15. Ternary (Conditional) Operator Usage

Ternaries are allowed and encouraged when they:

  • Are a single, simple condition yielding clear alternative values.
  • Improve readability compared to a short if/else.
  • Have simple expressions on both sides (values or non-side-effect calls).
  • Are not nested more than once.

Good:

var status   = isActive ? "Active" : "Inactive";
var logLevel = isDebug ? LogLevel.Debug : LogLevel.Info;
var result   = flag ? 42 : 0;
var message  = isError ? "Error" : "Success";
var display  = name != null ? name : "<unknown>";
var label    = customLabel ?? (isDefault ? "Default" : "Custom");

Avoid (rewrite with if/switch):

var value = a ? b ? c : d : e;                      // nested ternary
var role  = isA ? "A" : isB ? "B" : isC ? "C" : "X"; // long chain
var y     = isDebug ? LogDebug(message) : LogInfo(message); // side effects

Prefer conditional expression for return/assignment when both arms are simple values or pure calls.
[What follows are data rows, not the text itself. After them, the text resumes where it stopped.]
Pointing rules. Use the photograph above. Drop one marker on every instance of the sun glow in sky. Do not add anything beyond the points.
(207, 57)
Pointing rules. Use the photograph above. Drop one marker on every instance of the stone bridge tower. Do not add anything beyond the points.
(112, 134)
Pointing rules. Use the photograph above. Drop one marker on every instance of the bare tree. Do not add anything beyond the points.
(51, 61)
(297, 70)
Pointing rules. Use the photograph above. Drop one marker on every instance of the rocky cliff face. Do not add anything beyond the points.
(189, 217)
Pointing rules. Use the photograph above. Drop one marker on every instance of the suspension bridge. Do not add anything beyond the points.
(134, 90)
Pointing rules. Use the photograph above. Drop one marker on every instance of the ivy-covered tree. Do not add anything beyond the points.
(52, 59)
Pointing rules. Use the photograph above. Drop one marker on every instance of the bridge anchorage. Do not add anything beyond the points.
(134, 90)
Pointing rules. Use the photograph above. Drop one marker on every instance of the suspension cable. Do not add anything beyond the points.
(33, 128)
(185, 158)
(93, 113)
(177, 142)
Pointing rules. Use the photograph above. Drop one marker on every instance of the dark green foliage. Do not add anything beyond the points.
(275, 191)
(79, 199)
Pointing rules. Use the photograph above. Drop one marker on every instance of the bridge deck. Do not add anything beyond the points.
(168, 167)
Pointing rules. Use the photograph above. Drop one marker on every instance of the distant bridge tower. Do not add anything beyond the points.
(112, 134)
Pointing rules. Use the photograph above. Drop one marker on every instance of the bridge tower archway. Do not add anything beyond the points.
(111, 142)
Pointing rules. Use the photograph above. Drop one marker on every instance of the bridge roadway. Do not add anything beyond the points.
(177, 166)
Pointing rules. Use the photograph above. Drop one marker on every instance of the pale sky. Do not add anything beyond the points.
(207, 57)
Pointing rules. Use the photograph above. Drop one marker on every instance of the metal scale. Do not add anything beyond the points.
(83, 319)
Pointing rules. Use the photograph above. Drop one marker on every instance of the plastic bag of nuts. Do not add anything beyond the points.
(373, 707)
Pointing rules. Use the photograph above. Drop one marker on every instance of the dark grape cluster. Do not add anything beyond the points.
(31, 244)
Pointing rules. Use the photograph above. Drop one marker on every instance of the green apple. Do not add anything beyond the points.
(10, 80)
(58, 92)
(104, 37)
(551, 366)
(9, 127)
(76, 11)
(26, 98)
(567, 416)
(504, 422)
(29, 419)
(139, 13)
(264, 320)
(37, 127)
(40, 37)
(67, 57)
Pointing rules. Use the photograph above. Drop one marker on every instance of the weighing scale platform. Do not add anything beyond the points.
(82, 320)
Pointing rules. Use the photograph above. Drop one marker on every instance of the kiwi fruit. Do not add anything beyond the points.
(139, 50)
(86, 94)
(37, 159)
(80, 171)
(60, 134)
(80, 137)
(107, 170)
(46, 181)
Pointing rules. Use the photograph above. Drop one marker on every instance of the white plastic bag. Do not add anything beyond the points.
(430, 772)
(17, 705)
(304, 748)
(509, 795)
Do not use ternaries for side-effect heavy logic—use if/else.

16. Example Patterns

Early return:

public bool Save()
{
    if (!Validate())
    {
        return false;
    }

    // Save logic...
    return true;
}

Guarded extension:

public static class EntityExtensions
{
    public static void SetName(this Entity entity, string name)
    {
        if (entity == null) throw new ArgumentNullException(nameof(entity));
        if (name == null) throw new ArgumentNullException(nameof(name));
        entity["name"] = name;
    }
}

Safe invocation with logging:

public static TResult SafeInvoke<T, TResult>(this T obj, Func<T, TResult> func, TResult defaultValue = default)
{
    try
    {
        return obj != null ? func(obj) : defaultValue;
    }
    catch (Exception ex)
    {
        LogError($"Error in {nameof(SafeInvoke)}: {ex.Message}", ex);
        return defaultValue;
    }
}

UI invocation:

public static void SafeInvoke(this Control control, Action action)
{
    if (control.InvokeRequired)
    {
        control.Invoke(action);
    }
    else
    {
        action();
    }
}

Expression-bodied property:

public class Person
{
    private string _firstName;
    private string _lastName;

    public Person(string firstName, string lastName)
    {
        _firstName = firstName;
        _lastName  = lastName;
    }

    public string FullName => $"{_firstName} {_lastName}";
}

private readonly string _name;
public string Name => _name ?? "<unknown>";

Numeric check (manual and TryParse):

public static class NumericExtensions
{
    public static bool IsNumeric(this string str)
    {
        if (string.IsNullOrWhiteSpace(str)) return false;
        foreach (char c in str)
        {
            if (!char.IsDigit(c)) return false;
        }
        return true;
    }

    public static bool IsNumericFast(this string value) => int.TryParse(value, out _);
}

Empty catch with rationale:

try
{
    // Optional initialization
}
catch
{
    // Ignored: optional feature not critical to operation
}

try { PreloadCache(); } catch { /* Ignored: cache warm-up is optional */ }

17. Updating These Guidelines

Propose changes via PR including:

  • The rationale (e.g. new async pattern, analyzer adoption, readability improvement).
  • Any required .editorconfig amendments. Keep additions concise and enforceable. Large stylistic shifts should be discussed first in an issue.

Consistent adherence improves readability and lowers maintenance cost. Thank you!